According to data from the Michigan Employment Security Commission, the average private sector employee earned $21,048 in 1984; in that same year, the average state civil service employee was paid $22,615. Ten years later, the numbers were $29,342 and $35,029, respectively. So while state government employees saw an increase in their pay of 54.8 percent, private sector employee pay rose by only 39.6 percent.

Put inflation into the equation and the result is even more disturbing. Over the same ten year period, prices rose an average of 42.6 percent. In real terms, private sector workers fell behind while government employees moved well ahead.

What about benefits? Do private sector workers make up the earnings gap with higher fringe benefits? Quite the contrary. In 1994, state employee benefits averaged 47.2 percent of the base payroll, whereas in the private sector nationwide, benefits averaged 28.9 percent of base payroll. Generous benefits account for much of the growth in state employee compensation. Total average benefits including health care and pensions for state employees increased by 90.6 percent-from $8,667 to $16,523--between 1984 and 1994. Michigan's state employees enjoy the Cadillac of benefits.

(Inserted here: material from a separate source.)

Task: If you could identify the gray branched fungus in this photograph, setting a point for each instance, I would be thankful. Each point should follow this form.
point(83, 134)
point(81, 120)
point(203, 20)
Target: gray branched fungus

Michigan's high costs are dramatically documented in a recent study of state employee health benefit plans conducted by the Segal Company of Atlanta, Georgia. The study showed that in 1994, the average health benefit expense per state employee in the 50 states was $3,012. Michigan's health benefit expense-more than twice the national average at a whopping $6,897--ranked as the highest in the nation and $1,408 more than New Jersey, the next costliest state. Even nearby states are far below Michigan's costs: Ohio, $3,591; Indiana, $3,459; and Illinois, $2,924.

Add it all together and the result is this: In 1994, the average total compensation (salary plus benefits) of the state's civil service employees was $51,552, compared to $41,270 for employees in the private sector, a differential of 24.9 percent. These numbers do not include the 3,800 state employees whose jobs are not included in civil service, such as legislators and their staffs, judges and court employees, the governor and his staff, and top personnel in the executive departments.

Michigan is not alone in excessive government compensation. A 1994 report from the American Legislative Exchange Council (ALEC) estimated that annual state employee compensation exceeded that of private employees in 48 states. But in 27 states, the margin of government over private compensation was smaller than it was in Michigan.

The ALEC report explained why state government pays so much more than the private sector: "Private companies do not have the freedom to artificially raise employee compensation . . . . A company that raises employee compensation above levels that customers are willing to pay (in the prices for the goods they buy) will lose market share and eventually close . . . . Government, unlike private employers, can artificially inflate public employee compensation, and compel the taxpayers to pay."

Furthermore, a relatively high percentage of state employees in Michigan are unionized-about 73 percent. That compares to just 19 percent of private sector workers in Michigan, and a tiny 12 percent of all private sector workers nationwide. Aggressive unions have forced state compensation up over the years, and only recently have shown willingness under pressure to roll back or restrain pay and benefit hikes.

After three years of personnel cutbacks in the Engler first term, state employment is growing again. So are compensation costs. Legislators and analysts have suggested a number of reforms to correct the problem. Imposing a hiring and pay freeze is one proposal. Another is to require state employees to contribute something to their pension plans (currently the state picks up the full tab). One legislator has even suggested requiring state employees who smoke to pay a 10 percent surcharge on state-provided health insurance. A concerted effort to inject competition into more state services by putting them up for bid-in short, privatization-is one proven way to bring costs in line.

State employees are generally good, honest, hard-working citizens who try to do their jobs well. But that's at least as true for the people who work to pay the taxes that make government possible in the first place. Government does not exist primarily for the benefit of those who work for it, but rather for the benefit of society at large. Putting balance back in the public-private compensation picture is, ultimately, an issue of fundamental fairness.